Whatever common name one uses, all give a curtsy to its royalty — royal paulownia, empress tree or princess tree (Paulownia tomentosa). The deciduous tree is no shrinking violet. It is an extremely fast-growing tree from China.
Most gardeners grow them for the large leaves they get from coppicing or pollarding the trees every year. The added benefit of these two pruning techniques is to keep the tree more refined.
Coppicing is a pruning technique where you cut a tree or shrub nearly to the ground to renovate the shrub. Pollarding a tree is letting it grow to the size wanted and pruning it back to the trunk or main branches every year.
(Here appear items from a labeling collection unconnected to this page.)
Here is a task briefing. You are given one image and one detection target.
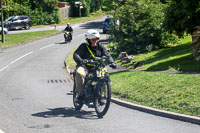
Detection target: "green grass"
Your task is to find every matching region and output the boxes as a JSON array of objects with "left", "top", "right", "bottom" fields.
[
  {"left": 117, "top": 36, "right": 200, "bottom": 72},
  {"left": 0, "top": 30, "right": 60, "bottom": 48},
  {"left": 59, "top": 10, "right": 105, "bottom": 24},
  {"left": 111, "top": 36, "right": 200, "bottom": 116},
  {"left": 111, "top": 71, "right": 200, "bottom": 116}
]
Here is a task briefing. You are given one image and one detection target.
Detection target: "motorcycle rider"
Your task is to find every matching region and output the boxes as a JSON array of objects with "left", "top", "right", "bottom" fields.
[
  {"left": 73, "top": 29, "right": 116, "bottom": 98},
  {"left": 64, "top": 23, "right": 73, "bottom": 40}
]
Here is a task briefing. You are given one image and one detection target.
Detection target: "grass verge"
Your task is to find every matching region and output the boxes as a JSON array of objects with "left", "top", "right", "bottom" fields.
[
  {"left": 111, "top": 36, "right": 200, "bottom": 116},
  {"left": 114, "top": 36, "right": 200, "bottom": 72},
  {"left": 66, "top": 36, "right": 200, "bottom": 117},
  {"left": 0, "top": 30, "right": 60, "bottom": 48},
  {"left": 111, "top": 71, "right": 200, "bottom": 116}
]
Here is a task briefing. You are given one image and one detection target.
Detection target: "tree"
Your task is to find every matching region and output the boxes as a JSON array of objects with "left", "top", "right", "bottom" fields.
[
  {"left": 109, "top": 0, "right": 177, "bottom": 54},
  {"left": 164, "top": 0, "right": 200, "bottom": 61},
  {"left": 4, "top": 0, "right": 59, "bottom": 25}
]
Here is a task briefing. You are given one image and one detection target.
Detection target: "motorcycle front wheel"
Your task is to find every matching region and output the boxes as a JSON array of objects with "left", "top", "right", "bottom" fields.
[
  {"left": 94, "top": 82, "right": 111, "bottom": 118},
  {"left": 73, "top": 82, "right": 83, "bottom": 110}
]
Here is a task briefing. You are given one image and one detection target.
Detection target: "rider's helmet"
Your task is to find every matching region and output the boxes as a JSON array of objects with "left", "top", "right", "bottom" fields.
[{"left": 85, "top": 29, "right": 100, "bottom": 40}]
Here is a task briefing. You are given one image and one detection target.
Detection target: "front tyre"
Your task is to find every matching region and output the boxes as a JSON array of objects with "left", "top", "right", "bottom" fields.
[
  {"left": 94, "top": 82, "right": 111, "bottom": 118},
  {"left": 73, "top": 82, "right": 83, "bottom": 110}
]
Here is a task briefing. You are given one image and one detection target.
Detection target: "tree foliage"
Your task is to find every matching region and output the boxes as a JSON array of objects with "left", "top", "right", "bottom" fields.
[
  {"left": 64, "top": 0, "right": 103, "bottom": 16},
  {"left": 4, "top": 0, "right": 59, "bottom": 25},
  {"left": 109, "top": 0, "right": 175, "bottom": 54},
  {"left": 164, "top": 0, "right": 200, "bottom": 36}
]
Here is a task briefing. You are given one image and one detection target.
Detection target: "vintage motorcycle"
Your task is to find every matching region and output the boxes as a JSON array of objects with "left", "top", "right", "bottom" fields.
[
  {"left": 72, "top": 57, "right": 111, "bottom": 118},
  {"left": 64, "top": 31, "right": 72, "bottom": 43}
]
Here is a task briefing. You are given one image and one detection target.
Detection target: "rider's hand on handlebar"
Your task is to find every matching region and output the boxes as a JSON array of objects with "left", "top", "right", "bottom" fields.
[
  {"left": 109, "top": 62, "right": 117, "bottom": 69},
  {"left": 82, "top": 59, "right": 94, "bottom": 64}
]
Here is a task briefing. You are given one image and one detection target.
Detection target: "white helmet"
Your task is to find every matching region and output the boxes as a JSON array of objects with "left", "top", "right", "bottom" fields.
[{"left": 85, "top": 29, "right": 100, "bottom": 40}]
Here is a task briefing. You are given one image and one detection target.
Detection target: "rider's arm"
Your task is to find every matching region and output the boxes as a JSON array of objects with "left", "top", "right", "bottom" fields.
[
  {"left": 73, "top": 43, "right": 86, "bottom": 65},
  {"left": 99, "top": 44, "right": 114, "bottom": 63}
]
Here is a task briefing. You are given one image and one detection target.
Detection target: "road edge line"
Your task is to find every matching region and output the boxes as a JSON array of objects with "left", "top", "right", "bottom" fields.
[{"left": 111, "top": 98, "right": 200, "bottom": 125}]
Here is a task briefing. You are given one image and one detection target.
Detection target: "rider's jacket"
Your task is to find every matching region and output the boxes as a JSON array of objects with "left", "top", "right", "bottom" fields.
[
  {"left": 73, "top": 42, "right": 114, "bottom": 71},
  {"left": 64, "top": 27, "right": 73, "bottom": 32}
]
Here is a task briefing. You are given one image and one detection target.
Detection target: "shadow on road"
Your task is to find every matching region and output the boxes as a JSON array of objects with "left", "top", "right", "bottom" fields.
[{"left": 32, "top": 107, "right": 98, "bottom": 119}]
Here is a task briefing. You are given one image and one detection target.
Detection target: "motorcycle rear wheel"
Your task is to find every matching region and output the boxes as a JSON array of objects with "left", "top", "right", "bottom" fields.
[
  {"left": 94, "top": 82, "right": 111, "bottom": 118},
  {"left": 73, "top": 83, "right": 83, "bottom": 110}
]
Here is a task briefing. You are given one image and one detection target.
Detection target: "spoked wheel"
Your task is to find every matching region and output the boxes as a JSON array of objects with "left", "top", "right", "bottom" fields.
[
  {"left": 25, "top": 24, "right": 30, "bottom": 30},
  {"left": 73, "top": 83, "right": 83, "bottom": 110},
  {"left": 94, "top": 82, "right": 111, "bottom": 118}
]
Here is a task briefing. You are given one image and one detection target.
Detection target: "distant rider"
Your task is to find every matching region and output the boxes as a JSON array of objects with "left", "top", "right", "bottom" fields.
[
  {"left": 73, "top": 29, "right": 116, "bottom": 98},
  {"left": 64, "top": 23, "right": 73, "bottom": 40}
]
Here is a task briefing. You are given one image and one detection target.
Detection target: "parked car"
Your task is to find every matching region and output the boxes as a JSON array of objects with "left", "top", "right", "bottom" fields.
[
  {"left": 4, "top": 16, "right": 32, "bottom": 30},
  {"left": 0, "top": 27, "right": 8, "bottom": 34},
  {"left": 102, "top": 18, "right": 115, "bottom": 34}
]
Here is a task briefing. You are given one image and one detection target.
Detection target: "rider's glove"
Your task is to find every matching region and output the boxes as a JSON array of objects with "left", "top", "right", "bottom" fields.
[
  {"left": 110, "top": 62, "right": 117, "bottom": 69},
  {"left": 82, "top": 59, "right": 89, "bottom": 64},
  {"left": 82, "top": 59, "right": 94, "bottom": 64}
]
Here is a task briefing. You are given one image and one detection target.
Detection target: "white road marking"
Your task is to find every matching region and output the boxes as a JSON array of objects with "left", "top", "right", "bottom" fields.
[
  {"left": 0, "top": 65, "right": 8, "bottom": 72},
  {"left": 40, "top": 44, "right": 55, "bottom": 50},
  {"left": 10, "top": 52, "right": 33, "bottom": 65},
  {"left": 0, "top": 52, "right": 33, "bottom": 72},
  {"left": 0, "top": 129, "right": 5, "bottom": 133},
  {"left": 78, "top": 33, "right": 85, "bottom": 36}
]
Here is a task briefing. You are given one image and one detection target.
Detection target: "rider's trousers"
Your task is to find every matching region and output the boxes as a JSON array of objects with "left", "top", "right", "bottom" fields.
[{"left": 75, "top": 66, "right": 86, "bottom": 95}]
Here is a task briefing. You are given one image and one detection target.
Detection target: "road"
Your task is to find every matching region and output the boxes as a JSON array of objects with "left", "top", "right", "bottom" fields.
[{"left": 0, "top": 19, "right": 200, "bottom": 133}]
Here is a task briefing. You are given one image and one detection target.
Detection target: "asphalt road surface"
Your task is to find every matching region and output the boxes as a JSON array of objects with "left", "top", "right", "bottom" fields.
[{"left": 0, "top": 19, "right": 200, "bottom": 133}]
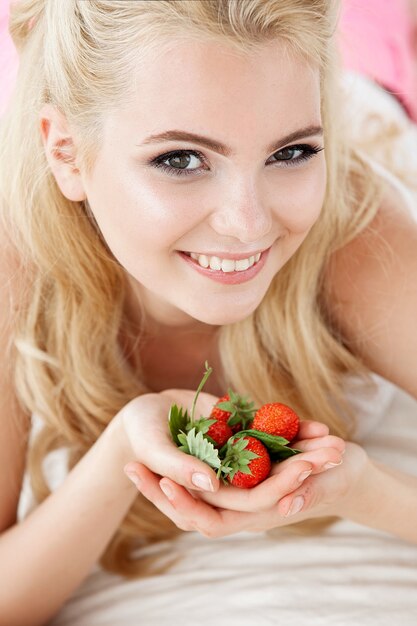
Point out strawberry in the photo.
[205,420,233,448]
[210,394,230,422]
[222,435,271,489]
[251,402,300,441]
[210,389,255,433]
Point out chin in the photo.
[186,303,259,326]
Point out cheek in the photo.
[276,160,326,236]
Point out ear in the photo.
[40,104,86,202]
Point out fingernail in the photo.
[298,469,313,483]
[191,472,214,491]
[324,459,343,469]
[125,472,141,489]
[285,496,304,517]
[159,482,174,500]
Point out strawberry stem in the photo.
[191,361,213,422]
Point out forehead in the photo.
[105,40,321,141]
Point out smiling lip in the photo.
[178,248,270,285]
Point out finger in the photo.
[200,457,312,512]
[296,420,329,441]
[124,441,219,493]
[133,464,245,537]
[294,435,346,454]
[123,394,219,492]
[271,447,343,474]
[131,463,199,531]
[160,478,253,538]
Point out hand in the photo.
[115,389,224,492]
[125,421,360,536]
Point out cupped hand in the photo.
[124,422,368,537]
[115,389,223,492]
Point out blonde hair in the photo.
[0,0,377,576]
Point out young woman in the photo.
[0,0,417,626]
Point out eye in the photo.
[151,150,207,176]
[272,144,323,167]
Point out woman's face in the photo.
[83,37,326,325]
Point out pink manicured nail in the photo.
[298,470,313,483]
[324,460,342,469]
[191,472,214,491]
[125,472,141,489]
[159,482,174,500]
[285,496,304,517]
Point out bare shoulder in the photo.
[0,222,30,532]
[325,180,417,397]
Empress trees are great subjects for this, keeping the tree from growing too large and resulting in it developing bigger leaves. On the south side of Bond Road traveling toward Kingston and before you reach Port Gamble Road, there is an excellent example of pollarded empress trees lined up in a row along the highway.
The more tender large-leaf plants make worthy container vegetation. In our region, they need to be overwintered in a greenhouse or a cool room kept above freezing.
Ensete ventricosum ‘Maurelii,’ commonly called red Abyssinian banana, false banana or Ethiopian black banana, technically is not a banana plant (Musa). The glossy, paddle-shaped leaves are striking in green, maroon and red. Its thick leaves stand up better to wind than the thinner foliage of real bananas.
Originating from the mountains in East Africa, in the wild, the perennial can grow 20 feet tall. Captive in a container in our temperate climate, expect Ensete to grow up to only 10 feet in 10 years.
Rarely does this perennial flower in cultivation, yet it is a fantastic sight when it does. Unfortunately, the plant is monocarpic. Therefore, when it flowers, it dies with an astounding last hurrah in its demise.
Winter them over inside as a houseplant if you have a high enough ceiling or cut them back to about 8 inches.
It’s time to add some drama to your garden by incorporating large-leaf foliage plants. Their presence will not disappoint.